Autoimmune diseases after pregnancy
According to several scientific studies, these diseases are linked to the most common reproductive disorders: endometriosis, PCOS, premature ovarian aging (POA) and idiopathic infertility (meaning infertility for no known reason).
Basically, an autoimmune disease is a problem with your immune system. Normally, your immune system acts as a protector against foreign invaders (such as germs, bacteria and viruses), and its job is to attack these foreign invaders upon sight to keep us healthy.

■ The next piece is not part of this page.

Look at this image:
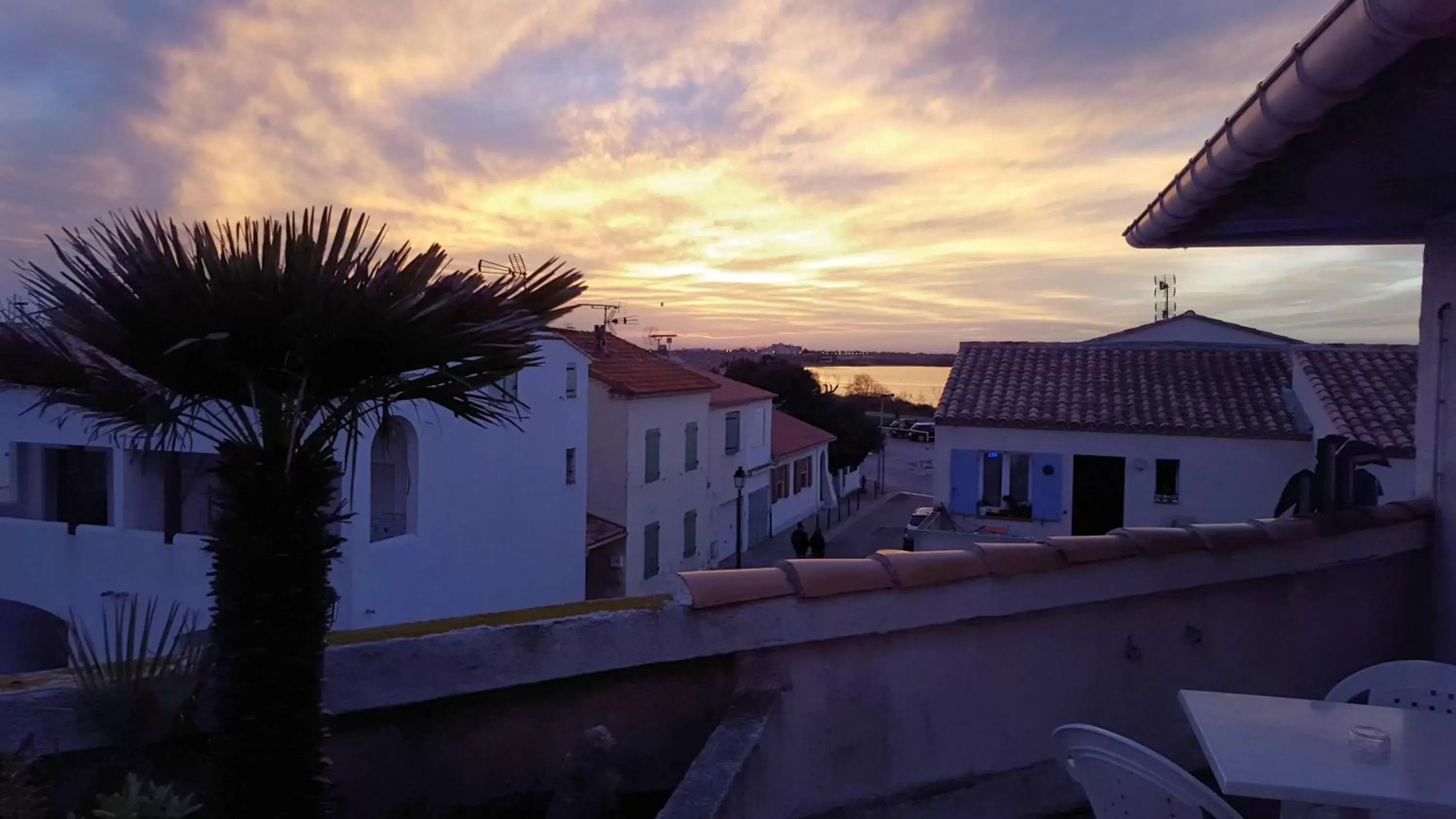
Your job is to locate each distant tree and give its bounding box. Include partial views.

However, when someone has an autoimmune disorder, the immune system goes into overdrive and starts attacking non-foreign body parts, tissues and organs and causes your entire body to be inflamed and hostile. As you might expect, this has a negative impact on fertility. In a situation like this, the immune system can attack sperm and embryos, making conception and pregnancy quite difficult.
Additionally, the immune system of a woman with autoimmunity can also attack her own ovaries and cause Premature Ovarian Aging (POA) and/or PCOS.
Basically, a body attacking its own tissues is not a hospitable environment for fertility or pregnancy to thrive in!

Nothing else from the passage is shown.